Это был не просто вопрос. В голосе Жиля слышался упрек за то, что тетка, не сказав ему ни слова, с раннего утра ушла из дому и допоздна где-то пропадала.

– Я ездила в Ниёль, – объяснила Колетта, снимая пальто и шляпу.

– Можно за стол, – возвестила вернувшаяся Алиса. Прислуга только что доложила ей: "Кушать подано".

Сейчас они впервые ели втроем, поскольку к завтраку Колетта не вышла. Столовая была просторней и обставлена богаче, чем на третьем этаже. На стенах висели изображения предков-графа де Вьевра конечно: Октав Мовуазен откупил у него особняк целиком, включая фамильные портреты.

– Мадам...

– Вы обещали называть меня "тетя".

– Тетя...

Алиса изо всех сил старалась держаться приветливо, и Жиль был ей благодарен за это.

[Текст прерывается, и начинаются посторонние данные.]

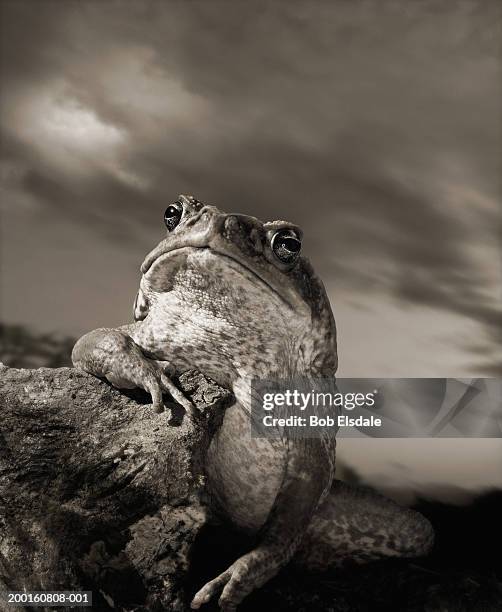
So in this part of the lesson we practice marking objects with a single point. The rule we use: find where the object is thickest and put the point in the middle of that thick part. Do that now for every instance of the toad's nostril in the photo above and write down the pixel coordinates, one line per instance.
(231, 224)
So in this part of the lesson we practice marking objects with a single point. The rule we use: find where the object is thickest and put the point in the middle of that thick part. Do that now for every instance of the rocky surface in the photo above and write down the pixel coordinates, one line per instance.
(97, 491)
(100, 493)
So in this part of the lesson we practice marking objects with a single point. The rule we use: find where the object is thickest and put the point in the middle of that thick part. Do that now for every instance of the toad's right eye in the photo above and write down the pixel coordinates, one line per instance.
(172, 215)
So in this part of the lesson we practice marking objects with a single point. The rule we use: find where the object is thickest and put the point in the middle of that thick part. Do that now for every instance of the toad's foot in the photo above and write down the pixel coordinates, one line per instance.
(112, 354)
(244, 576)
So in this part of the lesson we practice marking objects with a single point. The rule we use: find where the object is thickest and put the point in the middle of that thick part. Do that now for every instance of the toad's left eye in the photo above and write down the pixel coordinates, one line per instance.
(286, 245)
(172, 215)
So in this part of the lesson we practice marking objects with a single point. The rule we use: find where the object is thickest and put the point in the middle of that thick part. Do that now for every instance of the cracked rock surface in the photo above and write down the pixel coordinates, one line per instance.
(97, 491)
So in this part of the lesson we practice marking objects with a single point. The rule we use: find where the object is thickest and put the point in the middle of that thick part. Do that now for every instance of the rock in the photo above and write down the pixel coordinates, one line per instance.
(97, 491)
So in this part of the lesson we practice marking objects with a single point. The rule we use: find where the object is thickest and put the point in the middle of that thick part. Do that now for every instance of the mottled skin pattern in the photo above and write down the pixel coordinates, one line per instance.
(216, 295)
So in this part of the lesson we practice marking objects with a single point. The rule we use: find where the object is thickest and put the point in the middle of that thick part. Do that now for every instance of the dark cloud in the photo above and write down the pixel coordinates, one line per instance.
(374, 125)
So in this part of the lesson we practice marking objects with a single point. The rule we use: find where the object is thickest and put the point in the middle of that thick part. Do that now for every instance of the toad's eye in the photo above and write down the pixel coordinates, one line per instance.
(286, 245)
(172, 215)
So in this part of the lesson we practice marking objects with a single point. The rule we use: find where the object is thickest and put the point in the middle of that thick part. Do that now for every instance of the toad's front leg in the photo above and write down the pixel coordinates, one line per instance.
(308, 475)
(113, 354)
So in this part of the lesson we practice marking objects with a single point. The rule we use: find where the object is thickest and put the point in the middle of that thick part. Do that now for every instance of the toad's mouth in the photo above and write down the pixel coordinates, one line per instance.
(235, 263)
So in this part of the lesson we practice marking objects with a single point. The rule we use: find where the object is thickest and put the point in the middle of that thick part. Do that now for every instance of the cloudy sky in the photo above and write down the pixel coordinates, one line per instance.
(376, 126)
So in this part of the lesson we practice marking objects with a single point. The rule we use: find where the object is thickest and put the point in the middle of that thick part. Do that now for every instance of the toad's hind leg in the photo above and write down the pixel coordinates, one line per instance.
(354, 524)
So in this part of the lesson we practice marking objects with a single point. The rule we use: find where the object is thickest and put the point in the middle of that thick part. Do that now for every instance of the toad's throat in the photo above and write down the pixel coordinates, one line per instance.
(235, 263)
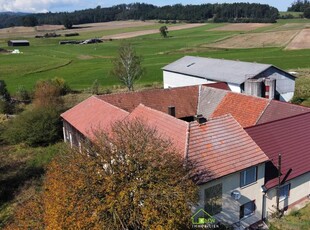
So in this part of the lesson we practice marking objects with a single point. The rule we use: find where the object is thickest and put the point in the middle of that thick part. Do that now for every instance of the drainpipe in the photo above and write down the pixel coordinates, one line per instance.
(279, 181)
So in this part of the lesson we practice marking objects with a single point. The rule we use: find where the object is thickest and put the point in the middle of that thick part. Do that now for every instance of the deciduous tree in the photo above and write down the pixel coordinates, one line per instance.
(131, 178)
(164, 31)
(127, 66)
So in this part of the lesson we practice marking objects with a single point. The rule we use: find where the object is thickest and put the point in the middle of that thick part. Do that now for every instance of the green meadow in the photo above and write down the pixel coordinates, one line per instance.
(81, 65)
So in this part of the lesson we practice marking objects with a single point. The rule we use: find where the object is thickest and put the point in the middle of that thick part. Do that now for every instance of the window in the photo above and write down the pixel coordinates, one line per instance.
(284, 191)
(248, 176)
(213, 199)
(247, 209)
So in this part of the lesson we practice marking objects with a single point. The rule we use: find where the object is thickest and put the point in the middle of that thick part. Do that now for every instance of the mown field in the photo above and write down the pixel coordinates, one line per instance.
(297, 220)
(80, 65)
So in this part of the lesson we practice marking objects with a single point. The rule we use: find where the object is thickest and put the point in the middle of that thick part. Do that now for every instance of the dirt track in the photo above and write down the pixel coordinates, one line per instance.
(257, 40)
(301, 41)
(241, 27)
(146, 32)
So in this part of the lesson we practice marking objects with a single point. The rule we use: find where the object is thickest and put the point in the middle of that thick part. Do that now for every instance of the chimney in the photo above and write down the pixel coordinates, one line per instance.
(200, 119)
(171, 110)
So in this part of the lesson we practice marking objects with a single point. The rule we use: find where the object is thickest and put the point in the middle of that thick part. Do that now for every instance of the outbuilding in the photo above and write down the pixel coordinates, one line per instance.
(18, 43)
(262, 80)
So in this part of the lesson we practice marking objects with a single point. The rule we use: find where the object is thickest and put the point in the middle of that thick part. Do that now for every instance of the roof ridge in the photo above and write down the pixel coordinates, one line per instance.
(247, 95)
(281, 119)
(93, 96)
(111, 104)
(289, 103)
(101, 96)
(157, 111)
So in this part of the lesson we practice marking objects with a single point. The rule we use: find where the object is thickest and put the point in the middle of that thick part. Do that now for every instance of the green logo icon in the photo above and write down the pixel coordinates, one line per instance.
(201, 217)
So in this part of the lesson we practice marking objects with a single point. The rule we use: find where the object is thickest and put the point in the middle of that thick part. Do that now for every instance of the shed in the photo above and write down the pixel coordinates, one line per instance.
(18, 43)
(262, 80)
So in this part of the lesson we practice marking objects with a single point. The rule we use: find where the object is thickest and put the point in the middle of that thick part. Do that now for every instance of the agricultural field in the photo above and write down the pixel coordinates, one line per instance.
(297, 220)
(81, 65)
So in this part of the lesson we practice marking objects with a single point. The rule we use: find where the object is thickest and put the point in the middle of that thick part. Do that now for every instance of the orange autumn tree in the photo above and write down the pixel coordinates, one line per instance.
(131, 178)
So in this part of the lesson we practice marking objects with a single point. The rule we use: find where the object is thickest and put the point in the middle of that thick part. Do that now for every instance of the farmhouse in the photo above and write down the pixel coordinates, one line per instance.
(18, 43)
(234, 138)
(260, 80)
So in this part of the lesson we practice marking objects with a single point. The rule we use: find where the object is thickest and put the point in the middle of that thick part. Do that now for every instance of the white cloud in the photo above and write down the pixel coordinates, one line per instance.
(35, 6)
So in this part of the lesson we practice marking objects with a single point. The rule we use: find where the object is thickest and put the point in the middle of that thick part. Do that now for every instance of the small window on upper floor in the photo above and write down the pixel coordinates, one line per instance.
(247, 209)
(248, 176)
(213, 199)
(284, 191)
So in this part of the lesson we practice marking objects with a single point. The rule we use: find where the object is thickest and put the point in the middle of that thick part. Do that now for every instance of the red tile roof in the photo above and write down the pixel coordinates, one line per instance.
(184, 99)
(288, 137)
(167, 126)
(244, 108)
(222, 147)
(93, 114)
(278, 110)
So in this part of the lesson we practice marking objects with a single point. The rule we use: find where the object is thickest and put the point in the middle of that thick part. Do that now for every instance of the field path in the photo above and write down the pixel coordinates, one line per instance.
(301, 41)
(154, 31)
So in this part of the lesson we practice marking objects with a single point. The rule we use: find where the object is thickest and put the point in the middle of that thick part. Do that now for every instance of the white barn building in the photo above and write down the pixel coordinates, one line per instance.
(262, 80)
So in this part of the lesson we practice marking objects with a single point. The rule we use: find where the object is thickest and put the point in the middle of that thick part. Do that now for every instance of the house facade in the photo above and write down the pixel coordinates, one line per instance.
(235, 144)
(240, 212)
(256, 79)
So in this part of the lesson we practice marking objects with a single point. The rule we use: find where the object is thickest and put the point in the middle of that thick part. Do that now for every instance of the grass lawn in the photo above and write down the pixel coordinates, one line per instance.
(21, 171)
(80, 65)
(297, 220)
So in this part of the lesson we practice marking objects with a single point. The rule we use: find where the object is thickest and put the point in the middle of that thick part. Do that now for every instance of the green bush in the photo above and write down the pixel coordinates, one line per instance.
(39, 127)
(22, 94)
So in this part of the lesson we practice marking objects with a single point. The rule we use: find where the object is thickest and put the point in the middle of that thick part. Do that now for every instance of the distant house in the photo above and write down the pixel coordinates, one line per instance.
(233, 138)
(18, 43)
(256, 79)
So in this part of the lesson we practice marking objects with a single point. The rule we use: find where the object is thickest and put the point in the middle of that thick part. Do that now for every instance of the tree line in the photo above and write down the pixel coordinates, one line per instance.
(236, 12)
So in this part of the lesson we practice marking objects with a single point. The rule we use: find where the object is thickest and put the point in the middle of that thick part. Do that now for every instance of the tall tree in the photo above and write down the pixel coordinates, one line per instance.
(130, 179)
(127, 66)
(163, 31)
(5, 98)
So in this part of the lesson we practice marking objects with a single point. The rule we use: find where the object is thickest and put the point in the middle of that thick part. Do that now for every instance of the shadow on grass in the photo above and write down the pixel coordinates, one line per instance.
(15, 177)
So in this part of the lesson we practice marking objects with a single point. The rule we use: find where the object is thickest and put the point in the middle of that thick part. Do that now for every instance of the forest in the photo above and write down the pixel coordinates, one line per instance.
(236, 12)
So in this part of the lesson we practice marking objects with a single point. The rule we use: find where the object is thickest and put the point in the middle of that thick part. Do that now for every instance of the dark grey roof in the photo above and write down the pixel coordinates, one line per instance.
(209, 99)
(217, 69)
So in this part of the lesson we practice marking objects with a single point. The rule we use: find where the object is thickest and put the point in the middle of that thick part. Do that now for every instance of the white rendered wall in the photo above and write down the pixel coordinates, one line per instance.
(234, 87)
(230, 207)
(300, 188)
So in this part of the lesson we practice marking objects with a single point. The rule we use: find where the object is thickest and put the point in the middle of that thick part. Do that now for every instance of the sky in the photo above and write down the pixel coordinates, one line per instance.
(39, 6)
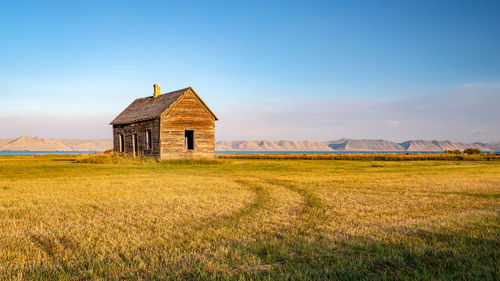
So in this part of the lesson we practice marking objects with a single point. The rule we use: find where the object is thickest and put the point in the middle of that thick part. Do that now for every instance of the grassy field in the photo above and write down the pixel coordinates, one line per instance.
(249, 219)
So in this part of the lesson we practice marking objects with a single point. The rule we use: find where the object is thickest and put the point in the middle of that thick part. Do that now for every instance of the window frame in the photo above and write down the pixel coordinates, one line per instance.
(186, 140)
(121, 143)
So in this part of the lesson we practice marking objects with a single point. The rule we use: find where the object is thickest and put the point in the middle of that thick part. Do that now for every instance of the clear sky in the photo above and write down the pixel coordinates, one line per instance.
(316, 70)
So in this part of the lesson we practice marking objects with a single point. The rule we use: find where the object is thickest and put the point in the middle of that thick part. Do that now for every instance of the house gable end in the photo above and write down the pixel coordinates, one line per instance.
(189, 92)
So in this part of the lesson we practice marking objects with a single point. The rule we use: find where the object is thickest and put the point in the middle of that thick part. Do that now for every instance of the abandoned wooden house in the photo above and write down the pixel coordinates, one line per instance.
(175, 125)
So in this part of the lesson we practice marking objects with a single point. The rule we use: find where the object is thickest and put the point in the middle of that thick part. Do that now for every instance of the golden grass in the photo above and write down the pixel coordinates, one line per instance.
(68, 217)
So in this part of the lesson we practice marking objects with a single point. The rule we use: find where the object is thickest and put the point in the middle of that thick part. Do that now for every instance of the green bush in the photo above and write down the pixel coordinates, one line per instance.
(453, 151)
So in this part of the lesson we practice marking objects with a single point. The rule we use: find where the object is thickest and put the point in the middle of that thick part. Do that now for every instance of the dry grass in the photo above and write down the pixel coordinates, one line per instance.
(62, 217)
(367, 156)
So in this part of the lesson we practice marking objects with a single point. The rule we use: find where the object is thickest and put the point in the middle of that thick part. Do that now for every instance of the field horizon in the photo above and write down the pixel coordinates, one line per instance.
(239, 219)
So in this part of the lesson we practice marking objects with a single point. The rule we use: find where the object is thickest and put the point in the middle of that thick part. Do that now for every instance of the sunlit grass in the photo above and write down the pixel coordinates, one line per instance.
(92, 217)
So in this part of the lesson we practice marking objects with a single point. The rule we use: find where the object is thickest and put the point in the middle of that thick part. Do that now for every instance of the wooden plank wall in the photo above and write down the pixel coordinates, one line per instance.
(138, 128)
(188, 114)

– Кладите себе. Ну, пожалуйста! Мне так хочется, чтобы вы взяли первая... У вас такой вид, словно вы в эту непогоду бродили по полям.

– Я ездила в Ниёль-сюр-Мер, – повторила Колетта.

Она заколебалась, словно спрашивая у Жиля, говорить ли дальше.

– Сегодня я всю ночь думала о сейфе, – выдавила наконец она.

И Жиль объяснил жене:

– Речь идет о несгораемом шкафе в бывшей дядиной спальне. Ключ у меня, но шифр нам неизвестен.

– А что в шкафу?

– Толком никто не знает. Видимо, важные документы. Будь они у нас, мы, пожалуй, смогли бы заставить кое-кого изменить свою позицию.

– А!

Алису это не интересовало. Жиль сделал тетке знак продолжать.

– Я вспомнила, что Мовуазен почти каждую неделю брал машину и уезжал за город. Ездил с ним только Жан, его шофер, – он сейчас работает на грузовике... Я встала пораньше и спустилась в гараж, чтобы расспросить Жана. Но выбилась из сил, прежде чем вытянула из него хоть слово. Октав Мовуазен выезжал редко, машина у него была старая, семейная, да и ту он сам уже не водил, приходилось прибегать к услугам Жана. В конце концов я разузнала, что Мовуазен ездил в Ниёль к своей двоюродной сестре, которая живет в доме, где он родился...

Жиль с изумлением и восторгом смотрел на эту хрупкую женщину, проявляющую столько энергии ради спасения возлюбленного.